A peine avais-tu fui qu’un chêne te stoppa net. Son cœur était ouvert, luisant d’une blancheur de chair noueuse, de fibres déchirées. Il suintait à grosses gouttes. Sublime. Obscène. Son écorce craquelée de toutes parts disparaissait presque à vue d’œil.

 

C’était grand jour de fête au village. À chaque coin du parc, ça tirait, pétaradait, s’interpellait. Ça sentait partout la satisfaction du devoir accompli s’octroyant au soleil un peu de bon temps. Visiblement à l’aise, ton père, visage gonflé à l’extrême, paradait, notabilité oblige, de stand en stand, de petit verre de blanc en petit verre de rouge. Sans ta mère. Sans toi. Sans ton frère ni ta sœur. Il vous avait déjà tous condamnés, au grand jour, à l’isolement le plus absolu.

 

Un ring avait été disposé au beau milieu de l’étang ‒ ce qui obligeait les catcheurs à prendre une barque pour l’atteindre. Dès qu’ils y entraient, chacun tentait de déséquilibrer l’autre pour le faire tomber dans l’eau. Ah, que c’était drôle.

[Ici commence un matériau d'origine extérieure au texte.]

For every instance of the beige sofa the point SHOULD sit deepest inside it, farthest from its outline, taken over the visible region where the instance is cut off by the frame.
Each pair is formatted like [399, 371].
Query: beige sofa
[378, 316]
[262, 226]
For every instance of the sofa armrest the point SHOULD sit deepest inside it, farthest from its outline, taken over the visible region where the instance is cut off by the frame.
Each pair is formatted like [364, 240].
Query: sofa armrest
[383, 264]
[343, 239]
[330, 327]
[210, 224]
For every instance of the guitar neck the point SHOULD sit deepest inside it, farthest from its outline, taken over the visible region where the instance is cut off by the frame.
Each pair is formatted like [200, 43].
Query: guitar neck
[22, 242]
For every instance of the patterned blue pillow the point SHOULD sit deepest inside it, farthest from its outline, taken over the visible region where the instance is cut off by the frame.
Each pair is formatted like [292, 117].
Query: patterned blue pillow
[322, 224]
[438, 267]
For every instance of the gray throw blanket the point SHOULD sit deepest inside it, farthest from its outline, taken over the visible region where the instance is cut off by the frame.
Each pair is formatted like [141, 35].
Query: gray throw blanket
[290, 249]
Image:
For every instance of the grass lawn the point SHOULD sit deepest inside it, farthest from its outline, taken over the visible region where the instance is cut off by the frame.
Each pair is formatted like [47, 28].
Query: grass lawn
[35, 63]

Entre les cordes, toutes raclées, chutes, éructations semblaient assourdies par la souveraine indifférence du plus haut des cieux. Sur la rive, l’écœurante odeur d’herbe fraîche coupée, piétinée, trempée de graisse et de suie, occupait tout l’espace. Frites et côtelettes à gogo. Haut-parleurs crépitants, têtes de Turcs abattues entre deux rires et tout le tintouin... Chercher la mort sans jamais la trouver.

Aux premiers tremblements, tu compris que cela commençait à t’envahir. Il te fallut alors décamper au plus vite, rompre avec éclat toutes les barrières sur ton passage, rejoindre une trouée où cacher tes trésors de guerre, où trouver en plein bois le repos.

 

Le chêne s’avançait vers toi à l’aveugle. Qui aurait pu l’esquiver ? Il régnait ‒ magnifiquement, douloureusement ‒ avec toi seul pour témoin. Malade, pustuleux, il jetait ses ultimes forces dans ces instants solennels. Alentour, plus un souffle de vent. Plus le moindre bruissement d’insecte. Un silence. Obstiné.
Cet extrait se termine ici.